A positive charge with Q1= +210-6 C and a negative charge Q2 = -1×10-6 C are located at an equal distance 0.1m from the origin (see below). A third charge Q3=+110-6C is located at the origin.
Calculate the magnitude of the net force exerted on charge Q3
Calculate the direction of the net force exerted on charge Q3.
To calculate the magnitude and direction of the net force exerted on charge Q3, we can use Coulomb's Law and vector addition.
Coulomb's Law states that the electric force between two charges is directly proportional to the product of the charges and inversely proportional to the square of the distance between them:
F = (k * |Q1 * Q3|) / r^2
Where F is the force between the charges, k is Coulomb's constant (approximately 9 × 10^9 N*m^2/C^2), |Q1 * Q3| is the absolute value of the product of the charges, and r is the distance between the charges.
Now, let's calculate the force between Q1 and Q3:
F1 = (k * |Q1 * Q3|) / r^2
= (9 * 10^9 * |2 * 10^-6 * 1 * 10^-6|) / (0.1)^2
Simplifying further,
F1 = 18 * 10^3 N
Similarly, let's calculate the force between Q2 and Q3:
F2 = (k * |Q2 * Q3|) / r^2
= (9 * 10^9 * |-1 * 10^-6 * 1 * 10^-6|) / (0.1)^2
Simplifying further,
F2 = -9 * 10^3 N
Since force is a vector quantity, we need to consider both magnitude and direction. Since Q1 and Q2 have opposite charges, the forces they exert on Q3 will have opposite directions.
The net force on Q3 can be found by summing the individual forces:
F_net = F1 + F2
= 18 * 10^3 N + (-9 * 10^3 N)
= 9 * 10^3 N
So, the magnitude of the net force acting on Q3 is 9 * 10^3 N.

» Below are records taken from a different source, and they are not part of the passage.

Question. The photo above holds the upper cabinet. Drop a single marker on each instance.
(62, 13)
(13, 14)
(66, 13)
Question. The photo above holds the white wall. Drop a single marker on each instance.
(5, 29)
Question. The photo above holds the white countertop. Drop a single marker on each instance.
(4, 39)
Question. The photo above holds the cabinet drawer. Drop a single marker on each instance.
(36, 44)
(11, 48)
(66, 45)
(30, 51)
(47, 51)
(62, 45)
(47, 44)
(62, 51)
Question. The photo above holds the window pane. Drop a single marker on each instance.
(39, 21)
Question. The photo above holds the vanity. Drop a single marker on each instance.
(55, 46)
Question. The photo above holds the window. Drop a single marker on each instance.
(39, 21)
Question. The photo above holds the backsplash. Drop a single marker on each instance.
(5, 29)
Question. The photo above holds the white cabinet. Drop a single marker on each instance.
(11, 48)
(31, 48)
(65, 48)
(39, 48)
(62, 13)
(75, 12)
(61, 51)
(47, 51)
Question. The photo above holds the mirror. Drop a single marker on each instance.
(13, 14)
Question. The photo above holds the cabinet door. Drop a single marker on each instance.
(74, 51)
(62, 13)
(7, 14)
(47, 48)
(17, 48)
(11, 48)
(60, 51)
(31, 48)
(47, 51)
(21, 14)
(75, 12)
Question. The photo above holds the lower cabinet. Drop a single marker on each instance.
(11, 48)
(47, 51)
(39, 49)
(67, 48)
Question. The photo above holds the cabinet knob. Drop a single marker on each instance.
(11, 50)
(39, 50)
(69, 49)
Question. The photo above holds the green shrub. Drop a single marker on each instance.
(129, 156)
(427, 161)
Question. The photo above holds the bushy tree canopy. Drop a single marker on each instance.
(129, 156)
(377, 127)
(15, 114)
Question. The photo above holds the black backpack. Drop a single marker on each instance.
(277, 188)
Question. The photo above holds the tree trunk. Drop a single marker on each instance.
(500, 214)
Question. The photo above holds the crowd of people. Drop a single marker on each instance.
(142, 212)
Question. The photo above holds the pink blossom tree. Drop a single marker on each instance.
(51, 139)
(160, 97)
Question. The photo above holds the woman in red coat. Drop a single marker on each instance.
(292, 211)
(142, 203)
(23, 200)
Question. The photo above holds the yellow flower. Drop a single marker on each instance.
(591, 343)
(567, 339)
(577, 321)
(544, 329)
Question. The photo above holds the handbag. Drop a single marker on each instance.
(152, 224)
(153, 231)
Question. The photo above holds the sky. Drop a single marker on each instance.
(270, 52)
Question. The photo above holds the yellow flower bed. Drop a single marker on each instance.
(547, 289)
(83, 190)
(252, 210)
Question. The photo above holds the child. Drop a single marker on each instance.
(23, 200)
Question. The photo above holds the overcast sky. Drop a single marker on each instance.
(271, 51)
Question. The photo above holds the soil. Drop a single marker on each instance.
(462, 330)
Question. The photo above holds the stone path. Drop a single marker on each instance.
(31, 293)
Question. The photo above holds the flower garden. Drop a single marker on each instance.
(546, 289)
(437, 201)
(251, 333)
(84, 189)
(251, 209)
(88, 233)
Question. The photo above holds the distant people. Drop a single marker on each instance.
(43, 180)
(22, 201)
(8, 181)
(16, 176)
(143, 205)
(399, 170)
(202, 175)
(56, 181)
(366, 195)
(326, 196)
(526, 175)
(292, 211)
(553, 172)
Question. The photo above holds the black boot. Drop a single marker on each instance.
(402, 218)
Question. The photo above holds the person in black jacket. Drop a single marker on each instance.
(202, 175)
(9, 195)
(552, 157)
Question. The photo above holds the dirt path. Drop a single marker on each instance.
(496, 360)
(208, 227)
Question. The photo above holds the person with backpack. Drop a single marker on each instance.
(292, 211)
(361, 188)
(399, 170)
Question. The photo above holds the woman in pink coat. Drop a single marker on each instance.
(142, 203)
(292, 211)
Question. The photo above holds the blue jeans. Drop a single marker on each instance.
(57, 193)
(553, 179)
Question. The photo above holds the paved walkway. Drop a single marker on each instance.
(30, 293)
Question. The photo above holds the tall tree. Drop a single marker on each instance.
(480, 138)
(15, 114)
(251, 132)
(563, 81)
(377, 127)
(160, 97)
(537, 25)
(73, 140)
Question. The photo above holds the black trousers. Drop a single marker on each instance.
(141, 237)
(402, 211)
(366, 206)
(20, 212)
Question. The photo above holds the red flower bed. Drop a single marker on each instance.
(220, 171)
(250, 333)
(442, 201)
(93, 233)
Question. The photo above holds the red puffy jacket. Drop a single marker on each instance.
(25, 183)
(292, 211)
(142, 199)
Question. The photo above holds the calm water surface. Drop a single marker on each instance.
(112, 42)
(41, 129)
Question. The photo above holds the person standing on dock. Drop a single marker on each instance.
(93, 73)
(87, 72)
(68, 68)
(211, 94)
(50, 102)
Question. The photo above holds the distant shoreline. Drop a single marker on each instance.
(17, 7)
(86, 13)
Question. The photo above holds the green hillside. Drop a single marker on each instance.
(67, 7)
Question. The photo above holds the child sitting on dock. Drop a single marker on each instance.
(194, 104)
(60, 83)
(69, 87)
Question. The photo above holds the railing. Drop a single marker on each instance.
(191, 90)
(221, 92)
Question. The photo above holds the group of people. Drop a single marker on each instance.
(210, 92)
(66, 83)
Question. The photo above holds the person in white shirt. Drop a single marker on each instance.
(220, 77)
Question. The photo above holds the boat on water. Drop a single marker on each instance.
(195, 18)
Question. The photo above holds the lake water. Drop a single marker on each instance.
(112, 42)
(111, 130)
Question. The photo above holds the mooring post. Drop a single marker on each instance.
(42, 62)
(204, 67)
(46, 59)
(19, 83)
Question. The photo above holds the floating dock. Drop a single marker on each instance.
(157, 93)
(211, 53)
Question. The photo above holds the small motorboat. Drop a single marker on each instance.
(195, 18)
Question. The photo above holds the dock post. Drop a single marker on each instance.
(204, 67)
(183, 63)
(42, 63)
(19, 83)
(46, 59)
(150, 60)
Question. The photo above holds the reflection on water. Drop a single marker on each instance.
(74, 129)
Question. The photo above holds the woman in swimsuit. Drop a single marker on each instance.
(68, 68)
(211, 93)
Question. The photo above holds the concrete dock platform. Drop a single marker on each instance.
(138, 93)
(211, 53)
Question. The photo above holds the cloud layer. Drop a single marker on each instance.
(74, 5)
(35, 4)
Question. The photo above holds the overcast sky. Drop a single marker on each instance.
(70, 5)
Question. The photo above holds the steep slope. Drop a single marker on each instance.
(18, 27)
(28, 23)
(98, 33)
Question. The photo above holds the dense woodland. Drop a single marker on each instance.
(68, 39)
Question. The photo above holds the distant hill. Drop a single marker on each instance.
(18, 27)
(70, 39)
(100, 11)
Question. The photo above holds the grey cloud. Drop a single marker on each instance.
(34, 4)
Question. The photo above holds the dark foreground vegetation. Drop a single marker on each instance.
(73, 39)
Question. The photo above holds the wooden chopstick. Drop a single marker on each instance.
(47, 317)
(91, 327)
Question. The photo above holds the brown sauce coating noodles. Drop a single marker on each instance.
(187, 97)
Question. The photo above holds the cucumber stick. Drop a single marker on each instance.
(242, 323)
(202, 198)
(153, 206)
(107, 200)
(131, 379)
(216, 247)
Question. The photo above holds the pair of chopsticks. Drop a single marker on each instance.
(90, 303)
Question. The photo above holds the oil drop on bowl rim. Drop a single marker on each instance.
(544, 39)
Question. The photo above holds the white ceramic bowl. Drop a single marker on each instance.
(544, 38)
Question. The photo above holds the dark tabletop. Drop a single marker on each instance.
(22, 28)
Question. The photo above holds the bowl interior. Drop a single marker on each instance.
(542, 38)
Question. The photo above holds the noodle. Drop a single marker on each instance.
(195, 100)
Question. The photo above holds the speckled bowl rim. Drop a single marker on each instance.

To determine the direction of the net force, we need to consider the signs of the individual forces. Since F1 is positive and F2 is negative, the net force will act in the direction of the positive force. Therefore, the net force on Q3 will be in the same direction as F1.
Hence, the direction of the net force exerted on charge Q3 is in the direction of the positive force, which is away from Q1.